DiT: form of Latent Diffusion Models (LDM)
= Uses a VQGAN tokenizer
- Transforms the \(256 \times 256 \times 3\) input image into a \(32 \times 32 \times 4\) latent map
3. Deconstructing DDMs
Deconstruction trajectory is divided into three stages
- (3.1) Adapt the generation-focused settings in DiT to be more oriented toward SSL
- (3.2) Deconstruct and simplify the tokenizer
- (3.3) Reverse as many DDM motivated designs as possible
- Pushing the models towards a classical DAE
## (1) Reorienting DDM for SSL
DDM
-
Form of a DAE
-
But developed for the purpose of image generation
\(\rightarrow\) Oriented toward the generation task!!
( + Some designs are not legitimate for SSL (e.g., class labels are involved) )
\(\rightarrow\) Reorient our DDM baseline for the purpose of SSL
a) Remove class-conditioning.
Recent high-quality DDM
-
Often trained with conditioning on class labels
\(\rightarrow\) Largely improve the generation quality!
-
However, not legitimate in the context of SSL
\(\rightarrow\) Remove class-conditioning in our baseline
Result: Substantially improves the linear probe accuracy from \(57.5 \%\) to \(62.1 \%\)
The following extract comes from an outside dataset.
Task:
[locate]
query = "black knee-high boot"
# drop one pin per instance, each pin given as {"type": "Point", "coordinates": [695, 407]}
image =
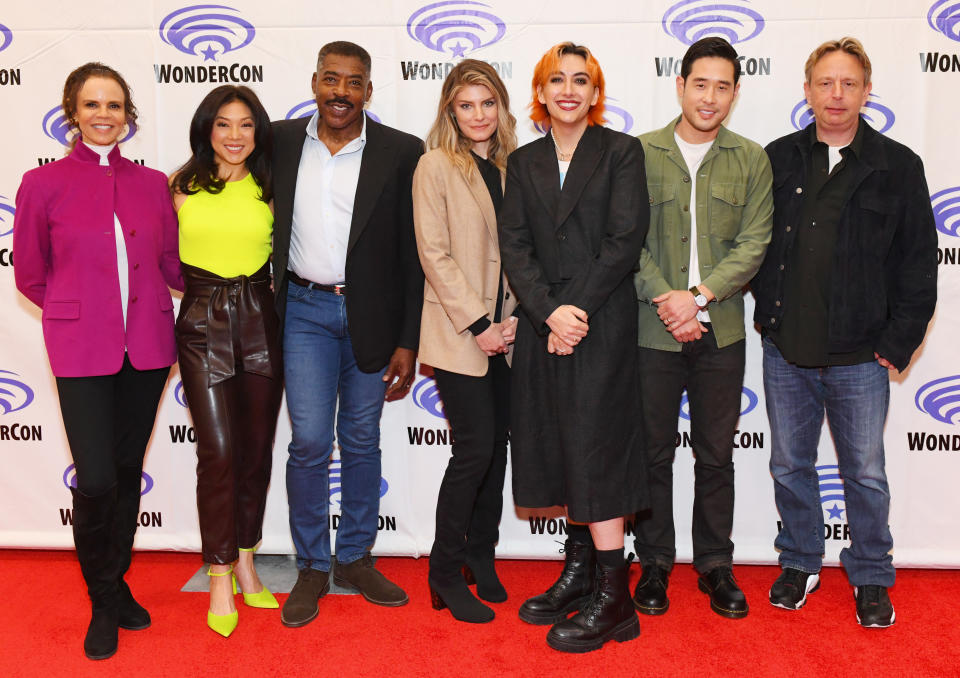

- ( Even though the generation quality is greatly hurt as expected … feat FID )
Conclusion: Conditioning the model on class labels may reduce the model’s demands on encoding the information related to class labels.
& Removing the class-conditioning can force the model to learn more semantics
b) Deconstruct VQGAN.
VQGAN tokenizer: Trained with multiple loss terms
- (1) Autoencoding reconstruction loss
- (2) KL-divergence regularization loss
- (3) Perceptual loss based on a supervised VGG net trained for ImageNet classification
- (4) Adversarial loss with a discriminator
Removing (3) Perceptual loss
-
Involves a supervised pretrained network \(\rightarrow\) not legitimate for SSL
-
Thus, train another VQGAN tokenizer w/o loss (3)
\(\rightarrow\) Reduces the linear probe accuracy significantly from \(62.5 \%\) to \(58.4 \%\)
\(\rightarrow\) Conclusion: Tokenizer trained with the perceptual loss (with class labels) in itself provides semantic representations
Removing (4) Adversarial loss
- Slightly increases the linear probe accuracy from \(58.4 \%\) to \(59.0 \%\)
\(\rightarrow \therefore\) Removing either loss (3) & (4) harms generation quality.
c) Replace noise schedule
Goal: Progressively turn a noise map into an image
Original noise schedule spends many time steps on very noisy images
\(\rightarrow\) Not necessary if our model is not generation-oriented
Propose a simpler noise schedule for SSL
-
Let \(\gamma_t^2\) linearly decay in the range of \(1>\gamma_t^2 \geq 0\)
\(\rightarrow\) Allows the model to spend more capacity on cleaner images
Result: Greatly improves the linear probe accuracy from \(59.0 \%\) to \(63.4 \%\)